Since 2014, as the amount of software in cars increased, the number of highway traffic deaths both in the U.S, and other countries increased significantly. While we can not categorically blame faulty software for this increase, it is equally impossible for automakers to claim that all of this software is “saving lives”.

We just don’t know.

Highway Traffic Deaths Increased Substantially

What we do know is that as the amount and complexity of the software in our cars has increased exponentially, the number of highway traffic deaths has also increased.

According to Injury Facts (in the U.S.):

Despite these historic drops [since 1923], we cannot remain complacent. While motor-vehicle deaths and rates declined last year [2019], since 2013 deaths have increased 11.4% and the mileage death rate has increased 3.4%.

National Safety Council, 2020

In 2015 the number of traffic fatalities jumped by the largest percentage in 50 years and continued to increase until just recently. And please note: this increase can’t be so easily dismissed as just a distracted or drunk driver issue. Something else is going on.

GlitchTrax note: In 2013, a car “could have” up to 20 million lines of software code.
Today, some vehicles have 150 million lines of software.

The cost of faulty software used to rest only with the Company

As a society, we tend to defer to the Technology Gods to razzle and dazzle us rather than insist on the tools and mechanisms to determine the impact of complex software on our safety and well-being. Only in the last 15 to 20 years have we seen an explosion in software that runs things that we put our bodies into and then race along at 70 m.p.h. and hope for the best.

In the 20th Century, corporate software development, test practices, and attitudes about investing in robust software safety practices evolved from building non-lethal technologies like accounting and billing systems. No regulations were required to insist that a company deliver a “safe” online ordering system, for example.
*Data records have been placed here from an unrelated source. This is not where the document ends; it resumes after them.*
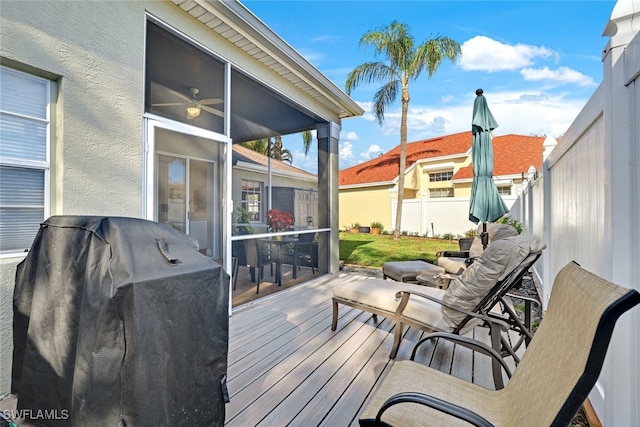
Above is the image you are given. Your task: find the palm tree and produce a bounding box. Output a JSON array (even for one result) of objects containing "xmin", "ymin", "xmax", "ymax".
[{"xmin": 345, "ymin": 21, "xmax": 461, "ymax": 239}]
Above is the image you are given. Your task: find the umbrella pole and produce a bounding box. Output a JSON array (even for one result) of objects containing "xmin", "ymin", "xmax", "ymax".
[{"xmin": 480, "ymin": 222, "xmax": 489, "ymax": 249}]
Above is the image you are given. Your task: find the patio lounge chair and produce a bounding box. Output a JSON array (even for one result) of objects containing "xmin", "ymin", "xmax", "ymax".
[
  {"xmin": 331, "ymin": 235, "xmax": 546, "ymax": 385},
  {"xmin": 360, "ymin": 263, "xmax": 640, "ymax": 426}
]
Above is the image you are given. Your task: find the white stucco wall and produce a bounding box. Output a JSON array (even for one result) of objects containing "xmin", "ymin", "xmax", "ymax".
[{"xmin": 0, "ymin": 1, "xmax": 350, "ymax": 394}]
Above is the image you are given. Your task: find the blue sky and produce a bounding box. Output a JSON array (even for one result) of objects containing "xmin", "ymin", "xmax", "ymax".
[{"xmin": 242, "ymin": 0, "xmax": 615, "ymax": 172}]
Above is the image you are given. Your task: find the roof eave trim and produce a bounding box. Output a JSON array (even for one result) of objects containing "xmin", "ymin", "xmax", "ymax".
[{"xmin": 338, "ymin": 181, "xmax": 394, "ymax": 190}]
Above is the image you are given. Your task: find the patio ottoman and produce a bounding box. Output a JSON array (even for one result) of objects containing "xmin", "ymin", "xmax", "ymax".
[{"xmin": 382, "ymin": 260, "xmax": 445, "ymax": 283}]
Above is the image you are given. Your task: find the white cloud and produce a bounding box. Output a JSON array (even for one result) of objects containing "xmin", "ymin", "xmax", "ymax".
[
  {"xmin": 520, "ymin": 67, "xmax": 596, "ymax": 87},
  {"xmin": 460, "ymin": 36, "xmax": 554, "ymax": 73},
  {"xmin": 440, "ymin": 95, "xmax": 455, "ymax": 104},
  {"xmin": 358, "ymin": 90, "xmax": 586, "ymax": 143},
  {"xmin": 340, "ymin": 131, "xmax": 360, "ymax": 141}
]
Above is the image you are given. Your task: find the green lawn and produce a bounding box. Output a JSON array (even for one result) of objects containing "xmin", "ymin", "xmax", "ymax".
[{"xmin": 340, "ymin": 232, "xmax": 458, "ymax": 268}]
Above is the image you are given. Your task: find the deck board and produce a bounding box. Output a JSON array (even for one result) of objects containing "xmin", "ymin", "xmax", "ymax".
[{"xmin": 226, "ymin": 273, "xmax": 528, "ymax": 426}]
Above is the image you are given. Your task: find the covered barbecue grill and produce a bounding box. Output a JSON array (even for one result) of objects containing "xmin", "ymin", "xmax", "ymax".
[{"xmin": 12, "ymin": 216, "xmax": 229, "ymax": 427}]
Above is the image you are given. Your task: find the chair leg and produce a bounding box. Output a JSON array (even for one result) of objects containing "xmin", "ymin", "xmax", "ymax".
[
  {"xmin": 489, "ymin": 323, "xmax": 504, "ymax": 390},
  {"xmin": 389, "ymin": 321, "xmax": 403, "ymax": 359},
  {"xmin": 331, "ymin": 300, "xmax": 338, "ymax": 331}
]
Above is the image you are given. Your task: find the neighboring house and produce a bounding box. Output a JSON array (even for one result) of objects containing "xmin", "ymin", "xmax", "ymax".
[
  {"xmin": 0, "ymin": 0, "xmax": 364, "ymax": 394},
  {"xmin": 232, "ymin": 145, "xmax": 318, "ymax": 232},
  {"xmin": 339, "ymin": 131, "xmax": 556, "ymax": 235}
]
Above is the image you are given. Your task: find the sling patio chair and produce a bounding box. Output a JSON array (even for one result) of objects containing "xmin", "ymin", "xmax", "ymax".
[
  {"xmin": 359, "ymin": 262, "xmax": 640, "ymax": 426},
  {"xmin": 331, "ymin": 234, "xmax": 546, "ymax": 385}
]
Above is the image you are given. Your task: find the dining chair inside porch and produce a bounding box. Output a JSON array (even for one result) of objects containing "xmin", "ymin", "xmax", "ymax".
[{"xmin": 232, "ymin": 239, "xmax": 273, "ymax": 294}]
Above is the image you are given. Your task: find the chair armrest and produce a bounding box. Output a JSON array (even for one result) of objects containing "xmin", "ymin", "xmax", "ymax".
[
  {"xmin": 411, "ymin": 332, "xmax": 512, "ymax": 378},
  {"xmin": 373, "ymin": 392, "xmax": 493, "ymax": 427},
  {"xmin": 436, "ymin": 251, "xmax": 469, "ymax": 258},
  {"xmin": 396, "ymin": 290, "xmax": 509, "ymax": 331}
]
If the company did a bad job, it was the company that suffered.

That’s not true today – sloppy software practices kill people.

But software flaws are too often blamed on the driver

All too often, when software fails, the driver gets blamed as in the case of Uber’s “self-driving” software mowing down a woman crossing the street in Arizona. And, of course, we all can recall that Toyota’s sudden unintended acceleration issues that were caused by software were squarely blamed on drivers for well over a decade.

How often does a software failure cause injury and death? How often does good software save a life?

We just don’t know.

And until we have transparent tools that police can use to investigate the cause of a crash across all makes and models of vehicles, it will continue to be too easy — and very wrong — for automakers to claim that their software is saving lives.

Beyond Software and the “Bad” Driver

There are, of course, a myriad of issues that create tragedies on the roads.  Understanding that there is more to the road safety than just cheering for more software starts when we take a step back and look at the entire picture.